Europe’s biggest aluminum smelter cuts output on power price surge

Aluminum Dunkerque in France. (Image courtesy of Rio Tinto)

Aluminium Dunkerque Industries France has curbed production of the metal in the past two weeks in response to a surge in power prices, according to a labor union representative.

The cuts equate to about 3% of Aluminium Dunkerque’s production capacity, said union representative Laurent Geeraert. The plant has lost about 20 million euros ($22.6 million) since the beginning of November, and further curtailments may be necessary if power prices remain at sky-high levels, he said. A second person familiar with the operations confirmed the cuts.

While aluminum prices have rallied more than 40% this year and demand for the plant’s products is booming, profitability is being eroded by the far greater surge in power prices over the past few weeks. At one-month baseload prices in France, it would cost about $11,000 for the power typically needed to make one ton of aluminum, which was trading at about $2,800 a ton on the London Metal Exchange on Wednesday.

Further cuts in output will also depend on the plant’s need to fulfill its contracts to supply customers, said Geeraert.
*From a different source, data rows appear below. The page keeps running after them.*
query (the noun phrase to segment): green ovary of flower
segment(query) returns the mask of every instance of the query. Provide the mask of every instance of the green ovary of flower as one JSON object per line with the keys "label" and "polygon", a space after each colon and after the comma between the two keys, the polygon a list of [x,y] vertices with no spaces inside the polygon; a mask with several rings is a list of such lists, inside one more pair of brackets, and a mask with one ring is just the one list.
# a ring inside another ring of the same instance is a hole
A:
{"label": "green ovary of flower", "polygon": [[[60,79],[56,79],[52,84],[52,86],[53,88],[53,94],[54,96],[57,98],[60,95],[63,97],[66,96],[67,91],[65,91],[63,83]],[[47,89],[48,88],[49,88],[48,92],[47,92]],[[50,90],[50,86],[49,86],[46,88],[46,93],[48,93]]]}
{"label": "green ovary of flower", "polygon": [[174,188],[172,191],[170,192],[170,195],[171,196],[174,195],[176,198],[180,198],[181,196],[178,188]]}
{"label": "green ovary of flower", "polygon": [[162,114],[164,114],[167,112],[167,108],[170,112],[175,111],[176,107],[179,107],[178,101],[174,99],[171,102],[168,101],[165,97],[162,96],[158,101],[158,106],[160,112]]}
Aluminum smelters are typically slow to curb production as the costs of shutting down and restarting capacity are high.

Aluminium Dunkerque is Europe’s largest primary aluminum smelter and a prized industrial asset that’s of strategic importance to the French state. Private equity firm American Industrial Partners seized control of the smelter in October by foreclosing on debts held by Liberty Industries France, a unit of Sanjeev Gupta’s distressed GFG Alliance.